# Windshield or Blade flap?



## skamaniac (Aug 24, 2009)

Which works best for keeping snow out of your face? Or both?


----------



## IPLOWSNO (Oct 11, 2008)

windshield works awesome as it is powder thast hits yeah and melts quickly making you cold and wet imo


----------



## JoeCool (Oct 29, 2009)

Both would work best. Windshield is a couple bucks and the flap can be almost free. In fact if money for a windshield is an issue just buy some thin lexan at a plastic supplier and fab up some brackets from flat steel and u-bolts.


----------



## EaTmYtAiLpIpEs (Aug 23, 2007)

I had a windshield on my quad. I personally didnt care for it.
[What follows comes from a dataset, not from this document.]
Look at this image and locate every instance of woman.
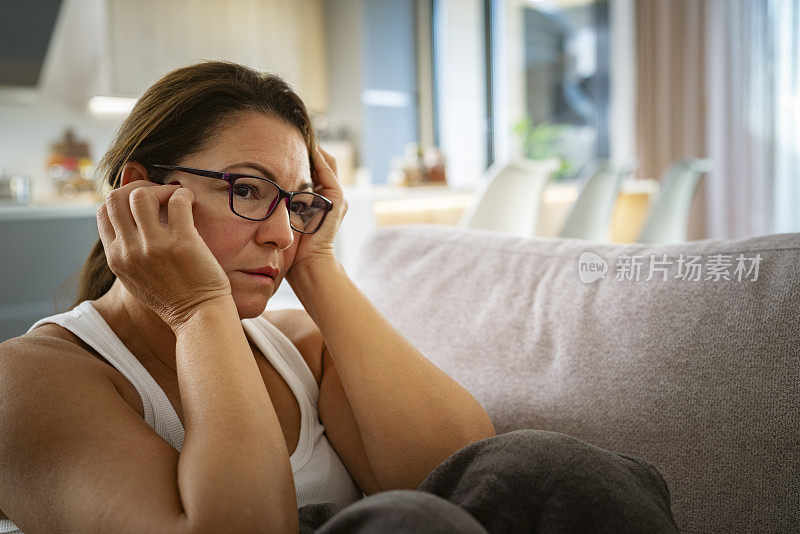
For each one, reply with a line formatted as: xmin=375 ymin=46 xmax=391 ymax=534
xmin=0 ymin=62 xmax=669 ymax=533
When the snow hit it it didnt come off I had to keep wiping it off. And me being so tall sitting down on the quad the cold air went right over the windshield and hit me right in the forehead haha.


----------



## Blademasters (Oct 17, 2009)

*If you had to choose...*

The flap works best, but I have both and love it. My windshield also keeps wind off of my hands and instruments.


----------



## mercer_me (Sep 13, 2008)

Both would work the best. But if your only getting one get a wind shield IMO. I have one and it helps out a ton, it you can duck behind it and all the snow stays out of her face.


----------



## EaTmYtAiLpIpEs (Aug 23, 2007)

If I was you I would get a flap then get handguards thats what I did but I didn't get a snow flap. I might get one on this new plow.


----------



## T&M SnowMan (Sep 29, 2008)

EaTmYtAiLpIpEs;860604 said:


> If I was you I would get a flap then get handguards thats what I did but I didn't get a snow flap. I might get one on this new plow.


I have a windshield and flap, but if its snowing....you still get snow on you.......haha....

hey EatMyTailPipes...you have any closer pictures of your plow frame, I'd like to see how you did your frame and springs, and mount, as it looks a little different then most..I always like seeing peoples different ideas...thanks!


----------



## EaTmYtAiLpIpEs (Aug 23, 2007)

T&M SnowMan;861131 said:


> I have a windshield and flap, but if its snowing....you still get snow on you.......haha....
> 
> hey EatMyTailPipes...you have any closer pictures of your plow frame, I'd like to see how you did your frame and springs, and mount, as it looks a little different then most..I always like seeing peoples different ideas...thanks!


ya I do snowman. I built the push tubes and stuff myself. The plow itself is from a farmall tractor haha. Here are some more pics I can take some more if you want. I just bought a 60" arctic cat poly plow that I am going to begin using this year. It will be lighter for the quad, less strain on the front end.


----------



## T&M SnowMan (Sep 29, 2008)

thanks for the pics, just wanted to see push tube design so those worked...another idea to toss around!


----------